Compliance & “enterprise-ready” security

  • Tinfoil is close to SOC 2 and plans HIPAA next; commenters argue “enterprise-ready” also requires a broad set of certifications (ISO, FedRAMP, etc.), not just technical zero-trust.

Verification, UX, and self-hosting

  • Attestation is verified client-side via open-source SDKs; users can, in principle, run a frozen client, though Tinfoil currently iterates rapidly and offers freezing case-by-case.
  • A question is raised about enclaves falsely claiming to run older code; answer: hardware root of trust signs only the actual code hash.
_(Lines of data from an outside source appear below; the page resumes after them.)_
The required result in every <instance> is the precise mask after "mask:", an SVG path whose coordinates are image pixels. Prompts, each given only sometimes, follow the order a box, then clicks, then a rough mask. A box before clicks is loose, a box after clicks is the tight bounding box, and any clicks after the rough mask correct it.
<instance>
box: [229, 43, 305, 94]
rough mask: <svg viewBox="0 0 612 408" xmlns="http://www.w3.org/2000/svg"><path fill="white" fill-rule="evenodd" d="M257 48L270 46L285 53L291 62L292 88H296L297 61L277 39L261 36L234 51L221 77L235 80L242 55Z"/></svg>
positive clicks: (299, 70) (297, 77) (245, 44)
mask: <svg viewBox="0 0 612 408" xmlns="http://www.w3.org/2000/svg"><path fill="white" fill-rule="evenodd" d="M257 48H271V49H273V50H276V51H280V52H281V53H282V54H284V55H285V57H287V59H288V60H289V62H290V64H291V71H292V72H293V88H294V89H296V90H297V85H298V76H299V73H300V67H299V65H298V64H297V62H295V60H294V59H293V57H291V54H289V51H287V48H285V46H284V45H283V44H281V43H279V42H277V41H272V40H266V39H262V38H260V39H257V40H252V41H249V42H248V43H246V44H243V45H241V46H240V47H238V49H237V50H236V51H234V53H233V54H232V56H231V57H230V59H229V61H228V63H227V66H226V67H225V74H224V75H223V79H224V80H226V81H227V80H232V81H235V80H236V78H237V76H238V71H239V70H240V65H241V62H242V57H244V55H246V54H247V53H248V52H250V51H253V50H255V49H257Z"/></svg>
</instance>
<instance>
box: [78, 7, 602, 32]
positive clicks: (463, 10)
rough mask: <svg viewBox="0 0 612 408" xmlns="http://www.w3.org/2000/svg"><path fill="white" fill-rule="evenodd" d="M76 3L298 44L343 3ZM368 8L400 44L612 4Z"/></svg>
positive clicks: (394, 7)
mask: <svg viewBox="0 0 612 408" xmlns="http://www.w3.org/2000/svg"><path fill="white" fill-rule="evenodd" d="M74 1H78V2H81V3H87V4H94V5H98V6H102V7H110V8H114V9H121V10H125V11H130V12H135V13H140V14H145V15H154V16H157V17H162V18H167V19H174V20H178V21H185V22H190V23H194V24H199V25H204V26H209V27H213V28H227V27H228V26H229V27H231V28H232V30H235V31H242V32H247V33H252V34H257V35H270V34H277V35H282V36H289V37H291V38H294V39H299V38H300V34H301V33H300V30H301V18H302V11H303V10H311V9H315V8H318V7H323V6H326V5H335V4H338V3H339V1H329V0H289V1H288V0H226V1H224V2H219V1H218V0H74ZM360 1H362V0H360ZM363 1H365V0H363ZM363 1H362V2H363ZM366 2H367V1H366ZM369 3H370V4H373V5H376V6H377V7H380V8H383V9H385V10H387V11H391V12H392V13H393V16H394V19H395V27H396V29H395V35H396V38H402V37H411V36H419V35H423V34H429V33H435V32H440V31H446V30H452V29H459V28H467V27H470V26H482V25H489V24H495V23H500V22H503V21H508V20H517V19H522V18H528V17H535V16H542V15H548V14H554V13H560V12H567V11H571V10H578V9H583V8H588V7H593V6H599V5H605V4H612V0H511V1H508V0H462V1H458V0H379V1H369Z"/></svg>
Business model, deployment, and moat

  • Code is AGPL and could be run by clouds; Tinfoil sees its value in tooling, UX, secrets management, and orchestration of GPU confidential compute, which is described as difficult in practice.
  • They rent bare-metal GPU servers from smaller “neoclouds” (not hyperscalers) in the US, claiming hardware attestation removes the need to trust these providers, modulo physical and side-channel attacks.
  • Some skepticism that confidential computing’s slow adoption is due to difficulty; others say it’s simply a low priority versus more immediate security issues.

Skepticism, limitations, and legal/coercion scenarios

  • Critics argue this only shifts trust to hardware makers and still leaves many unprotected layers (network stack, API servers, MITM by states).
  • Questions about FISA-style compelled access or government backdoors: an attacker could theoretically subvert the build pipeline or, if they control vendor keys, bypass enclave guarantees; Tinfoil plans a “how to hack us” writeup.

Enthusiasm and proposed tests

  • Several commenters are enthusiastic, calling the approach “game-changing” for privacy-sensitive AI and praising the open-sourcing and attestation model.
  • A suggested marketing demo is to give the world root access to a box and offer a bounty if anyone can recover plaintext; Tinfoil plans a similar public challenge at DEF CON and is open to expanding it.